To control BPF JIT in the Linux kernel, you write to /proc/sys/net/core/bpf_jit_enable (or use the corresponding sysctl—see Jonathan Corbet's “A JIT for packet filters” at https://lwn.net/Articles/437981). A value of 1 means to enable JIT, and a value of 2 means to enable tracing. When tracing is enabled, JIT code for the filter is printed to the kernel log buffer (that's what dmesg reads). With this in place, you can use the bpf_disasm tool (it comes with the Linux kernel sources) to print a disassembly.

With the neat high-level language libpcap provides, it is unlikely you will need to program in BPF “assembler” directly. But if you ever want some BPF feature that libpcap doesn't provide (maybe filtering by Netfilter mark value or something else Linux-specific), take a look at netsniff-ng (netsniff-ng.org). This toolkit contains a fully functional BPF compiler, bpfc.

Finally, what if you want to integrate BPF filtering capabilities into your own code? If it isn't possible (or feasible) to link against libpcap (or use one of its bindings), you can call the native kernel interface directly. BPF filter programs are represented as struct sock_fprog that has a pointer to the array of opcodes (struct sock_filter *) and a program length field. A sock_filter structure is what tcpdump -dd (or bpfc) prints for you:

# tcpdump -i dummy0 -dd ip
{ 0x28, 0, 0, 0x0000000c },
{ 0x15, 0, 1, 0x00000800 },
{ 0x6, 0, 0, 0x0000ffff },
{ 0x6, 0, 0, 0x00000000 },

Sometimes (for example, in a script) you even can execute this command in the runtime (it is exactly what Scapy does when conf.use_pcap is False).

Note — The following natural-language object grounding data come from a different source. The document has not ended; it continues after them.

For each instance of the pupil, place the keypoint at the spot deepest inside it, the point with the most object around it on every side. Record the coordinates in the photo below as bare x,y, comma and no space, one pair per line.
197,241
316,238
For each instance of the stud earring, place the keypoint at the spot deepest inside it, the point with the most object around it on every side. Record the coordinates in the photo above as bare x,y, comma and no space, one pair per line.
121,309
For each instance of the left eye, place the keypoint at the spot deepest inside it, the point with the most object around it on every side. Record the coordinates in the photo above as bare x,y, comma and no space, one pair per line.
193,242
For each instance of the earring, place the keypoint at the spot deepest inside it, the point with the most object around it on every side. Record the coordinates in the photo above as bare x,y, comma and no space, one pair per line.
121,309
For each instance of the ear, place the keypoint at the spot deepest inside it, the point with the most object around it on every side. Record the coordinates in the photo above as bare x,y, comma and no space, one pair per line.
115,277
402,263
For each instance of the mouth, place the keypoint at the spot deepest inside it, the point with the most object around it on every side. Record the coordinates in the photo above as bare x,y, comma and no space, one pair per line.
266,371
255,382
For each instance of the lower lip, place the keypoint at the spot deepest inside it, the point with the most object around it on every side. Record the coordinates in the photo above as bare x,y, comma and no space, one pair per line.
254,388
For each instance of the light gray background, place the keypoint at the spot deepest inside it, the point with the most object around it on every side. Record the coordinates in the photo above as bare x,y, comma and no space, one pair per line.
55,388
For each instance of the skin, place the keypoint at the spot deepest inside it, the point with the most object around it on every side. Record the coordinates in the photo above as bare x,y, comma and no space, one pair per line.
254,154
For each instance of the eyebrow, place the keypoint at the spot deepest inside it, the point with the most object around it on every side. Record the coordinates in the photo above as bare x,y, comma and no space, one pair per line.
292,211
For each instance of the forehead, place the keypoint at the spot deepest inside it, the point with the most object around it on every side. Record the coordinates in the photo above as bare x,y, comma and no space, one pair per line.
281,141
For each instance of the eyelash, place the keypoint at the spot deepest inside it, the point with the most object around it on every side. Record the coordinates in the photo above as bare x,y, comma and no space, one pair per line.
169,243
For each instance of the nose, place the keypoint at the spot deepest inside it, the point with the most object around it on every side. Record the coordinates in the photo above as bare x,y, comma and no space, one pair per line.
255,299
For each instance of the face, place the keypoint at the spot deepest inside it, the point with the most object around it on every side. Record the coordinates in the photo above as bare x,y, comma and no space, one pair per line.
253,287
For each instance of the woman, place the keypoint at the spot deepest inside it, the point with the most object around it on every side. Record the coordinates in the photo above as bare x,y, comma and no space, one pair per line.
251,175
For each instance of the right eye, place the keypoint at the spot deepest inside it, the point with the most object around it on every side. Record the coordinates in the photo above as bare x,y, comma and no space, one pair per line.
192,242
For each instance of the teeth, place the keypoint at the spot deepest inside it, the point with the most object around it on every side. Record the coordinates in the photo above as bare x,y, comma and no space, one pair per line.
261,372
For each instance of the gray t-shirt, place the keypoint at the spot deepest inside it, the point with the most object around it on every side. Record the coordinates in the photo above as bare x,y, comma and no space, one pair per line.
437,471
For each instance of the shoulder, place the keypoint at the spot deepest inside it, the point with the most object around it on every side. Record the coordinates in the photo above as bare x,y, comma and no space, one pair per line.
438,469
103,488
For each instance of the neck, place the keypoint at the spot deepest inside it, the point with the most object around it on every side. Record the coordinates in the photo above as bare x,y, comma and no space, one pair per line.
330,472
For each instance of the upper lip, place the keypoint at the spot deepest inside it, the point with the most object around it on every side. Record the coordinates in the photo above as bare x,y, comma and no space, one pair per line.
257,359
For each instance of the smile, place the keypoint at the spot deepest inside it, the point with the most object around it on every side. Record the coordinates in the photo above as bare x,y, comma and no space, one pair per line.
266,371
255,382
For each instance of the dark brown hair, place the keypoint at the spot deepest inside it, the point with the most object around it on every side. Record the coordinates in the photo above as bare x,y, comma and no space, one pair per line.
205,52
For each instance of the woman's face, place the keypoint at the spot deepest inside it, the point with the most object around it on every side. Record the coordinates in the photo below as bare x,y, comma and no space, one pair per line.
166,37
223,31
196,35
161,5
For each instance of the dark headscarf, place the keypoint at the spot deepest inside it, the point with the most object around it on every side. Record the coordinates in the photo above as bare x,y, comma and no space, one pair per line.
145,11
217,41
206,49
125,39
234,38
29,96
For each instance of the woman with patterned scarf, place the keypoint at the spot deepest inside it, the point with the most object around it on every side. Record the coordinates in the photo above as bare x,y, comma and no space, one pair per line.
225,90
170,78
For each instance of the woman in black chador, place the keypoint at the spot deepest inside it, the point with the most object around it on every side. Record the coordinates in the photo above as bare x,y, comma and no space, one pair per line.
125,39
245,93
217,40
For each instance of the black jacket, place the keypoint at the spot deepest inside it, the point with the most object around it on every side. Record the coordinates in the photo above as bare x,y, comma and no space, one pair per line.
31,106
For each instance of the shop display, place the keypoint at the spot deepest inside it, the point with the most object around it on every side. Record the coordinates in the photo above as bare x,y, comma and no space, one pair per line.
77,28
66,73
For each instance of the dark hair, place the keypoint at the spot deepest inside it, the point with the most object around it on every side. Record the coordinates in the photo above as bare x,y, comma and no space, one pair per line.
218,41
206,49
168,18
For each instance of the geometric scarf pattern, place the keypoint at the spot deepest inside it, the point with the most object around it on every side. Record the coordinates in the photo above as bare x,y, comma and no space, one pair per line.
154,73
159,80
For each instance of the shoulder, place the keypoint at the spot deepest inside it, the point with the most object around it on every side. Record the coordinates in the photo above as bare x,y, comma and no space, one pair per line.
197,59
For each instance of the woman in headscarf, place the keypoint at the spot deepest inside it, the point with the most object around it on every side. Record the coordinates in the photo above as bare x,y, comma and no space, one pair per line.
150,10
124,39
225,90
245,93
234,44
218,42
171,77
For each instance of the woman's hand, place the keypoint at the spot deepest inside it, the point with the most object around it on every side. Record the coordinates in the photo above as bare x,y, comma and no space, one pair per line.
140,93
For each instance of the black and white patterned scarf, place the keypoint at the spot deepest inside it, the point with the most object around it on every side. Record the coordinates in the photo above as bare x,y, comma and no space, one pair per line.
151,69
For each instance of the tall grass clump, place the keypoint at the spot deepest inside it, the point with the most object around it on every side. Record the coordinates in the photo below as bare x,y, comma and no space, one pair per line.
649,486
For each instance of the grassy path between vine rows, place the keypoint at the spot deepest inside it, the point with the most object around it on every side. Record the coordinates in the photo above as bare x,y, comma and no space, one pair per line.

Filters are attached to (and detached from) the socket with the setsockopt(2) system call:

setsockopt(sockfd, SOL_SOCKET, SO_ATTACH_FILTER, 
 ↪&bpf, sizeof(bpf));

Here, sockfd is the socket descriptor and bpf is the struct sock_fprog.

Figure 3. BPF and LSF are not the same; however, you still can use BSD-originated man pages.

BPF for Non-Sockets

So far, I've spoken of BPF (and LSF) as a socket-level facility. To conclude this article, let's look at it from a different angle. Starting with Linux 3.9, there is an xt_bpf module that allows you to use BPF in xtables rules:

iptables -A INPUT -m bpf --bytecode "$(nfbpf_compile 
 ↪RAW 'tcp dst port telnet')" -j DROP

The nfbpf_compile utility comes with iptables, provided those were built with the --enable-bpf-compiler flag to the configure script.

Some tests show that xt_bpf performs even faster than the u32 xtables module, so it's worth considering when you optimize your firewall rules.

Berkeley Packet Filters and their OS-specific implementations are no substitute for conventional firewalling code (like Netfilter in Linux). However, they may become indispensable when a fast application or system-level traffic filtering is the requirement.

Valentine Sinitsyn spent years developing easy-to-use Linux-based network solutions for a local SMB market. In his spare time, he teaches Physics.